Since the former Employment Security Commission did such a shoddy job handling the agency, Employers in South Carolina will see a decrease in the Federal Unemployment Tax credit (FUTA) for a few years.
You may remember the ESC reform debate earlier this year. We found the ESC was running up a debt to the Federal Government getting close to the tune of $1,000,000,000! Thats a billion dollars if you didn’t count the zeros. 1/3 third of those dollars were going to employers fired for cause. That’s right, you steal from your boss, get fired, you get paid to not work. Didn’t sound too logical to me either. Another problem was employers that intentionally gamed the system were paying the same rates of the employers that saw very little claims.
Since SC has an outstanding loan balance of more than two calendar years the federal government will begin implementing the FUTA tax credit reduction as a means of recouping the money.
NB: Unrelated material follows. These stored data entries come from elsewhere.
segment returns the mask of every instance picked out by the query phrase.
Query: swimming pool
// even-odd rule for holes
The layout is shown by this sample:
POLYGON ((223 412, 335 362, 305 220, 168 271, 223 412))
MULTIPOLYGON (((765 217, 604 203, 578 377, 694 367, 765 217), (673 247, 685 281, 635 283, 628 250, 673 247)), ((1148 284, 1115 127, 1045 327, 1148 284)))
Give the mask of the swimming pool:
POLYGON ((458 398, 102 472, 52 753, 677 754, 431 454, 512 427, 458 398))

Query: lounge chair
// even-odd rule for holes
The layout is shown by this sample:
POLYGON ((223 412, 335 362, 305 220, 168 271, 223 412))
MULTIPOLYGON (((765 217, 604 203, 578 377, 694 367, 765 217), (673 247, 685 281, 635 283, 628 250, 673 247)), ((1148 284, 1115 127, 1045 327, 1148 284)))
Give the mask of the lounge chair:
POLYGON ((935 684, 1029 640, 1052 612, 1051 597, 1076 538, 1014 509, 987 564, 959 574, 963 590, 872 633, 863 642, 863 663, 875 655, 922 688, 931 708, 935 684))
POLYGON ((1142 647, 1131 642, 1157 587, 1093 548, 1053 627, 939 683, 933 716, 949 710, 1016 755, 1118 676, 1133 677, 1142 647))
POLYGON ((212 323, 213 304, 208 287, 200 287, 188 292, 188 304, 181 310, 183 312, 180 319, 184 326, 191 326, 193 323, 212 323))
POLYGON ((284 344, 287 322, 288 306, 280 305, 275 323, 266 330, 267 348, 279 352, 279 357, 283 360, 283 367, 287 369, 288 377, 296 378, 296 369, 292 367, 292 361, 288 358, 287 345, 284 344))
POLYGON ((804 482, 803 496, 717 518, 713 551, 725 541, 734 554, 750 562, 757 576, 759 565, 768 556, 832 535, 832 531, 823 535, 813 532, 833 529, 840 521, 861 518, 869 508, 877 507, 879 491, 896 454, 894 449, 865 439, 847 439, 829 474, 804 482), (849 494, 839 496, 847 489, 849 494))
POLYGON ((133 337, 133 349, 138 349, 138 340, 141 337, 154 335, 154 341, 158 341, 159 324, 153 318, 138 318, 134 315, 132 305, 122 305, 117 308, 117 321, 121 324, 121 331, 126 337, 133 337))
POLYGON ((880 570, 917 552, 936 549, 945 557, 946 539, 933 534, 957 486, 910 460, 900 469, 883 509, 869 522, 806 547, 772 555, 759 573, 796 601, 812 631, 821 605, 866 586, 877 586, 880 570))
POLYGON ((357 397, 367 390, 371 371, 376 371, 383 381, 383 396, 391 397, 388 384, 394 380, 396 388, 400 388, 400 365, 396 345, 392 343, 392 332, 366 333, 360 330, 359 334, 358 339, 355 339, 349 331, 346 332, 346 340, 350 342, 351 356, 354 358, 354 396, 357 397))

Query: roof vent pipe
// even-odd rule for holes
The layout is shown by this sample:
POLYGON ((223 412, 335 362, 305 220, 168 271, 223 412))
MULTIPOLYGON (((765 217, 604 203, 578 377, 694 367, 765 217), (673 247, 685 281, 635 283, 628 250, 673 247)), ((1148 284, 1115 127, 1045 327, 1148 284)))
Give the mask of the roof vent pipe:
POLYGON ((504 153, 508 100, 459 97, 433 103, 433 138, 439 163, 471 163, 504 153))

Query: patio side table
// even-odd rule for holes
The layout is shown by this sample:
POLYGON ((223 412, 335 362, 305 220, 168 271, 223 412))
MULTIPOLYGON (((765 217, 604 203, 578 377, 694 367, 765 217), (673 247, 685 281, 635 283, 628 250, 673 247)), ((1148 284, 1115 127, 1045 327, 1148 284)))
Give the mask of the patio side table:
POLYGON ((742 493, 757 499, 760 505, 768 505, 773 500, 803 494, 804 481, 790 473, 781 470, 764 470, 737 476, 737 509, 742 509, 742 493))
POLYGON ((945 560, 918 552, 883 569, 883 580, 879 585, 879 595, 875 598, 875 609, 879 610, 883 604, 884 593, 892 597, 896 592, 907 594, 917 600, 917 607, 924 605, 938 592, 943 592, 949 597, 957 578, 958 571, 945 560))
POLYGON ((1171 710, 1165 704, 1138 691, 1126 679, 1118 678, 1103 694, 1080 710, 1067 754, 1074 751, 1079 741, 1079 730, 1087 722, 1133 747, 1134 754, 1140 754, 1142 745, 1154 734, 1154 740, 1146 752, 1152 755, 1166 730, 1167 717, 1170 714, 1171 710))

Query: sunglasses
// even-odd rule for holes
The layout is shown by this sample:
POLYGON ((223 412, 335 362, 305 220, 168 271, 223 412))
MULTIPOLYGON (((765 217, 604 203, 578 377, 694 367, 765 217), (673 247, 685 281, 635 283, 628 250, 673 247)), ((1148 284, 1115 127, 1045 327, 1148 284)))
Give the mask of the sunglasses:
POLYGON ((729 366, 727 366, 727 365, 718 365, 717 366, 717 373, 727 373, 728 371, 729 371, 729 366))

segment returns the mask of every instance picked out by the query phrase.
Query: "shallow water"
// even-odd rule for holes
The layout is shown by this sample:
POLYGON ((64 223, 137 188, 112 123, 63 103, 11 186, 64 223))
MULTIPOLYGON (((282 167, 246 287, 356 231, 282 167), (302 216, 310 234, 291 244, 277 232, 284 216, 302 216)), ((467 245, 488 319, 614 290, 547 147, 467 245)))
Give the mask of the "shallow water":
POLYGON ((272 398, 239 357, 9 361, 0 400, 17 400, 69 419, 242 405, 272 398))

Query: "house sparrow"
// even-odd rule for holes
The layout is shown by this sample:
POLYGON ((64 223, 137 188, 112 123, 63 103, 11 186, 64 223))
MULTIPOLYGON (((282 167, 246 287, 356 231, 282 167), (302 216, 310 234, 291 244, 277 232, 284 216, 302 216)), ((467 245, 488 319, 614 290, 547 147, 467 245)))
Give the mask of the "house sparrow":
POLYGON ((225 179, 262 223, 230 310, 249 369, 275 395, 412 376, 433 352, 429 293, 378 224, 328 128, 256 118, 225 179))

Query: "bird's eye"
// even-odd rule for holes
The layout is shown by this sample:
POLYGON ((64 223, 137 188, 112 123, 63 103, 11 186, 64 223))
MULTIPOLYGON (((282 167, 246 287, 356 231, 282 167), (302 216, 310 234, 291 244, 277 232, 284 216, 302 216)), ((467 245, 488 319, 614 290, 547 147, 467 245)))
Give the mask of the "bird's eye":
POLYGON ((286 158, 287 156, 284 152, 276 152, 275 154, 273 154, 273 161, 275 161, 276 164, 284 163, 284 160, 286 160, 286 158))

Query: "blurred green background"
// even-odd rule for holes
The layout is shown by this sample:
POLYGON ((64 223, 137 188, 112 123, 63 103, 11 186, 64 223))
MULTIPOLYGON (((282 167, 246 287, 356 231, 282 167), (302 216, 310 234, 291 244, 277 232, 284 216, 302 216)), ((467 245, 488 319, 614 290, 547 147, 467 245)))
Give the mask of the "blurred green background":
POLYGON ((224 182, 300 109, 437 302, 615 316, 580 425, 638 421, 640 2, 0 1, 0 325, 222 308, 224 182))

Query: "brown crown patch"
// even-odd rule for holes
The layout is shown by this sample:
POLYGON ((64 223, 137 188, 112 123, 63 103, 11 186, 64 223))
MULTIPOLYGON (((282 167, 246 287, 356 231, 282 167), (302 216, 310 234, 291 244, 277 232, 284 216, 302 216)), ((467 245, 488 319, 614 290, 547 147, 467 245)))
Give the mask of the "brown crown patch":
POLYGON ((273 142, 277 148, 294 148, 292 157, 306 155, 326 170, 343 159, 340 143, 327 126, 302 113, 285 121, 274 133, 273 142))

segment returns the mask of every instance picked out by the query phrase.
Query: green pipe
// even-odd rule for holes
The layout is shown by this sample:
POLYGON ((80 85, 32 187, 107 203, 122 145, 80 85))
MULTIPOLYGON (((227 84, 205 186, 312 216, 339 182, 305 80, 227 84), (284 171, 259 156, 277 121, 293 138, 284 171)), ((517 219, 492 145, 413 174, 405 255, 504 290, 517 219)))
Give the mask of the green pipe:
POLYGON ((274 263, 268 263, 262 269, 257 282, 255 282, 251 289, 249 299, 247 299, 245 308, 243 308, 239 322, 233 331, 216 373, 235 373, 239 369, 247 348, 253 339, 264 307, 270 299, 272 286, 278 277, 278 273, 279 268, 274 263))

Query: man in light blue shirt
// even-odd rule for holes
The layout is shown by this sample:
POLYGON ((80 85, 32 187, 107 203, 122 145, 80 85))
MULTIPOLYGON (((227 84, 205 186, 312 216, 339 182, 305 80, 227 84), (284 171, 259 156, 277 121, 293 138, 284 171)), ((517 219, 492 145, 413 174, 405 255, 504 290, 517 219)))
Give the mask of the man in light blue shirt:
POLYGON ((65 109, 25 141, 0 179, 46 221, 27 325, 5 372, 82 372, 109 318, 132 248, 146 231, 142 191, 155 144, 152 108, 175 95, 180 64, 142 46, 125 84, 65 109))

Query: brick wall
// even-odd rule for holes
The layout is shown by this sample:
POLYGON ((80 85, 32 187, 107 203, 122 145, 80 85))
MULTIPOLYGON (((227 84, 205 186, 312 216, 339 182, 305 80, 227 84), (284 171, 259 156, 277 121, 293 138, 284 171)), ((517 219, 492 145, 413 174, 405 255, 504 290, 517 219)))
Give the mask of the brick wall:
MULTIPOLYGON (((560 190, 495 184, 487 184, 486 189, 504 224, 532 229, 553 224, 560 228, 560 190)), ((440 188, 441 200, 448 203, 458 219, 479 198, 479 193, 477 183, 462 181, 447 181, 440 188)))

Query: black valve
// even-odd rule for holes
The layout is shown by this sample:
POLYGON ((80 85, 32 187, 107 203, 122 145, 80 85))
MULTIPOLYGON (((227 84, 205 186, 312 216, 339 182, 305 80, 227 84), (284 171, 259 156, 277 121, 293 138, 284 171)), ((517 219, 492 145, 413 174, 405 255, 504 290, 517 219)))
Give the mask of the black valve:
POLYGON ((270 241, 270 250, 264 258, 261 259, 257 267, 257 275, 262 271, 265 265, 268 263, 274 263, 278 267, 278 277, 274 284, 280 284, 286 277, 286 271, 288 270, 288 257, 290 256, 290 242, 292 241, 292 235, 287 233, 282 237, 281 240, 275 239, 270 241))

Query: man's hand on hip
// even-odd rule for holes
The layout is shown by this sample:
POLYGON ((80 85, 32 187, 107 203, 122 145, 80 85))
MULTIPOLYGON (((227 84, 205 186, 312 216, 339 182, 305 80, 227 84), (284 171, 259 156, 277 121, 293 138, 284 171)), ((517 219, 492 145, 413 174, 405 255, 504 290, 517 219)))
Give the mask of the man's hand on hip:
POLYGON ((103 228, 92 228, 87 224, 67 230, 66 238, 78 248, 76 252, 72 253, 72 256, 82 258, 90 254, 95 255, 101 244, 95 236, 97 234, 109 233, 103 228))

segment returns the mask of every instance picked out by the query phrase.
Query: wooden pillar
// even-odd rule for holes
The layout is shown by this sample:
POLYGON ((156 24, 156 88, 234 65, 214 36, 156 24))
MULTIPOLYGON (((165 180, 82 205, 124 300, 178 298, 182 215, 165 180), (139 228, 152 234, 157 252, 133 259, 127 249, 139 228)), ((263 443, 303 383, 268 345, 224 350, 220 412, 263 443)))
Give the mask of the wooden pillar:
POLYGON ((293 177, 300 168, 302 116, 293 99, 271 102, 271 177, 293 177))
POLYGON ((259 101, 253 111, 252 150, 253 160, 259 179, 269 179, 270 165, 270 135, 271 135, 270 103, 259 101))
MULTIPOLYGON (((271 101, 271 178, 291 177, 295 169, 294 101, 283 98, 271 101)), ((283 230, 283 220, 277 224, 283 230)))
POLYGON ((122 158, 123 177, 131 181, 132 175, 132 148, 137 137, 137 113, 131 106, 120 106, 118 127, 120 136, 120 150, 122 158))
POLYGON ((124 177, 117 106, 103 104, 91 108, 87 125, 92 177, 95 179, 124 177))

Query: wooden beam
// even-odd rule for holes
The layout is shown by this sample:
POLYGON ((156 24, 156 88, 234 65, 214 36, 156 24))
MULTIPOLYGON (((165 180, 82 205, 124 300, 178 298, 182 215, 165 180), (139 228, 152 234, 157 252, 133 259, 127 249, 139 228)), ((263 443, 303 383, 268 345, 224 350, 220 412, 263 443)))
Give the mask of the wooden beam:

Any good news? Yes. You may know that we passed legislation in the Spring to reform the agency (now the Department of Employment and Workforce – DEW) and revise the tax collection system. These revisions will prevent further FUTA credit reductions and also ensure a stable system going forward. The reduction that will take place this year will remain in place until the loans are repaid. Repayment is projected for 2015, but we have good reason to believe that it may occur sooner.
This reform would not have been possible without the the leadership of Sen. Greg Ryberg (R-Aiken), who chairs the Senate Labor, Commerce, & Industry Committee. Along with the LCI staff and the experts over at the Dept. of Commerce, we were able to rebuild the agency and stop the bleeding of the unemployment trust fund.
Update: I was contacted by Dr. Von Nessen in the DEW director’s office and need to make this clarification:
The reduction that will take place this year will remain in place until the loans are repaid. Is not entirely accurate. In 2011, DEW anticipates being able to make the necessary voluntary repayments of the loans that will allow for the credit to be restored (“avoid the credit reduction”). So, for the 2011 tax year (paid in January 2012), employers in South Carolina will face the standard 0.8% rate. We anticipate being able to “avoid the credit reduction” in each year between 2011 and 2015, so 2010 (paid in January 2011) is the only year businesses can expect to pay the higher federal tax rate.